Back in the 1960s, newspapers across Canada were following the story of the missing psychology professor Dr. David George MacDonald from Lakehead University in Port Arthur (now Thunder Bay). He disappeared after the university suspended him pending a check of his professional credentials. Shortly after, an arrest warrant was issued for impersonating Dr. David G. McDonald from University of Missouri by forging documents. No one knew who the imposter really was.
In 1963, a man named Dr. David G. MacDonald had accepted a teaching position at Lakehead University and taught for three years, first as an associate professor at salary of $9,500 and a year later, assumed full-time teaching duties. A community-minded volunteer, he was a member of the Port Arthur Board of Education, president of a children’s organization for community living and worked at the Lakehead Alcohol Addiction Clinic.
So, what tipped off the university about him being an imposter? It was a letter dated January 21, 1966 received by Lakehead University president W. G. Tamblyn from a University of Missouri psychology professor Dr. D. G. McDonald, requesting the university investigate a possible fraud, after he had been advised by the Ontario Psychological Association that someone might be impersonating him.

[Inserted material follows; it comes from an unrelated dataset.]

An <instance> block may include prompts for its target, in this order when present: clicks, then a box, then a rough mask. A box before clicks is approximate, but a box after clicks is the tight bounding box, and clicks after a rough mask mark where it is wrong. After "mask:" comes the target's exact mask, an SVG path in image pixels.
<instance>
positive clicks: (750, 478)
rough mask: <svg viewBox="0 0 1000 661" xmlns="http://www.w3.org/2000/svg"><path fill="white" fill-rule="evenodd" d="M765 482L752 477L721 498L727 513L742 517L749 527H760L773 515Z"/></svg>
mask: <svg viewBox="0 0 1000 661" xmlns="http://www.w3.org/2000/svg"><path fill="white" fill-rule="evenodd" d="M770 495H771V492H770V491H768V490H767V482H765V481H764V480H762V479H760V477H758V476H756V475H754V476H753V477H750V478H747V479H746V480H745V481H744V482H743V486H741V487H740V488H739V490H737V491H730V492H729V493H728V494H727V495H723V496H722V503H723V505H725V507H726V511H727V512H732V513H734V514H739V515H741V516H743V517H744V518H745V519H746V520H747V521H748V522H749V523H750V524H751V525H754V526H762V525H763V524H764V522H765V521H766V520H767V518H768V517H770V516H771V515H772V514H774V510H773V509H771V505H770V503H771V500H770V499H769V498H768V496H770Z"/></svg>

Turns out the impersonating fellow was Ronald Ivan MacDonald, from Hamilton, who had only a Grade 12 education and a history of false identities. In the end, Ronald Ivan MacDonald surrendered to police and was fined $500 plus one day in jail. He continued with impersonations, the last known one in London, Ontario at a psychology clinic for which he spent two years in Kingston Penitentiary. Released in 1970, the rest of his story remains a mystery. Thunder Bay filmmaker and Lakehead University professor Ron Harpelle has made a documentary film “A.K.A” about Ronald Ivan MacDonald.